I didn’t watch every heat of both events. The surf at Haleiwa looked less like the stuff of North Shore legend and more like an impersonation of the beachbreak down the street from my house when the swell is nil and the wind is like a kiteboarder’s wet dream. However, the surf at Sunset thus far has had enough size and scattered barrels to pique my interest. But strangely enough, while I occasionally dodged my ever-growing workload to watch heats, I was honestly biding my time, waiting for Carissa Moore to paddle out and face off against Alain Riou, Mitch Coleborn, and perhaps the most dangerous competitor at Sunset over the last two decades: Sunny Garcia. I don’t know why I was so giddy with anticipation, but that was the one heat I refused to miss that day. What happened was obviously anticlimactic if you, like me, wanted to see David (err…Daisy?) throw the proverbial bucket of spray at Goliath. How amazing would it be, I thought, if Carissa won that heat, and perhaps went on to win more? It would have been the upset to end all upsets. It would have been monumental for Carissa, and monumental for women’s surfing as a whole.
Unfortunately, the fairy tale unraveled in the shifty peaks, and the sobering waves of reality crashed onto the reef at Sunset. I began to believe what many already had—that throwing Carissa into the mix was a concept novel enough to give the event some extra attention. Controversial and with enough potential for massive upset that it would attract thousands of eyeballs to the webcast, including two of my own.

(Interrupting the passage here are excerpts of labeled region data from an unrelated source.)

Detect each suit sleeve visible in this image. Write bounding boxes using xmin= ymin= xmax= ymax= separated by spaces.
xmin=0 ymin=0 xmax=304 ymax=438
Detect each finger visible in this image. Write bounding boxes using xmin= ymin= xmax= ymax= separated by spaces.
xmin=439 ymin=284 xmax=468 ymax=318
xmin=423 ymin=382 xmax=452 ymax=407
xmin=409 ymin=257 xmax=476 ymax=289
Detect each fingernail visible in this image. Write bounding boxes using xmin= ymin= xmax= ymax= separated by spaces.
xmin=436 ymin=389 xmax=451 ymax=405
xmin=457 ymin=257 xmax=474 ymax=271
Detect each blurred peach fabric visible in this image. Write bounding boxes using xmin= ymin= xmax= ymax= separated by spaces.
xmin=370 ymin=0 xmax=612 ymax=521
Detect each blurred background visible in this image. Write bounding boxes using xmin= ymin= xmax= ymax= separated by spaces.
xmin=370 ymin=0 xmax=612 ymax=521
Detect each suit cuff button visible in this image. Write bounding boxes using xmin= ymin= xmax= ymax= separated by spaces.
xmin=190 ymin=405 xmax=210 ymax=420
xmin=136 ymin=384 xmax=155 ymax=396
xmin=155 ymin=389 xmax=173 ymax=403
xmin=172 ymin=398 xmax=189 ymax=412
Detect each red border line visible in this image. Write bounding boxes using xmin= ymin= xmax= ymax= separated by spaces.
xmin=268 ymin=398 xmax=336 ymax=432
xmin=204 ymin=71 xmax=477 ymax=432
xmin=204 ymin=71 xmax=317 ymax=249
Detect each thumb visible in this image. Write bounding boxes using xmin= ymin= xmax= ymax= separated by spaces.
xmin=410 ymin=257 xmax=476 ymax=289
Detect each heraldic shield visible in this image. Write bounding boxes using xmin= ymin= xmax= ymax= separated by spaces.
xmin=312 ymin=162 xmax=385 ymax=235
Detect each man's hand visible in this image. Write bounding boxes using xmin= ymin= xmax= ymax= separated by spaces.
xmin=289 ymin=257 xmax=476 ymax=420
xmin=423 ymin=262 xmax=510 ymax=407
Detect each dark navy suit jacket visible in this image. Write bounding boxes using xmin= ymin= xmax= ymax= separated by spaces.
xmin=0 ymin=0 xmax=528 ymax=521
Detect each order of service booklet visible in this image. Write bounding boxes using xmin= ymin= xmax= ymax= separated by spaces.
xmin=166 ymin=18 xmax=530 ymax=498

But wait a second, she has won against the men before, right? As a junior, didn’t she take down the boys with frequency, and in a WQS event in San Miguel back in 2007, did she not post a 10-point ride to win her heat against seasoned male competitors? I pondered these things for a moment, and began to convince myself that she hadn’t been given a proper chance at Haleiwa and Sunset. That in the right waves, she would make heats against the men. But then the obvious dawned on me: Everyone is at the same disadvantage. That’s what being a well-rounded surfer is all about and why competitive surfing is so ripe for upsets in the first place. It can be awful for an entire heat, and a single perfect wave can line up in front of anyone, like a lump of golden fate ready to carry them into their next heat. Sunny, Mitch, and Alain all dealt with the same wonky rights, heaving seemingly at random before backing off into an unrideable dribble of foam.
By that logic, if the level of talent was equal, Carissa should have had an advantage given that local knowledge tends to pay off when conditions falter. But the field wasn’t equal. I’m not sexist, but I’ve also never seen the best WNBA team face off against an NBA team. Nor have I seen anything similar in skateboarding, snowboarding, tennis, soccer, baseball, or football (that one would be brutal). It happened once in 2003 when women’s golf superstar Annika Sorenstam played against the PGA men in the Bank of America Colonial, but that also ended in tears, quite literally.
So I ask, with respect for the Women’s World Champion, was giving Carissa the wildcard to a men’s event a sincere act, offering a worthy competitor a shot at earning a podium appearance? Or was it a novel one, aimed at grabbing our attention?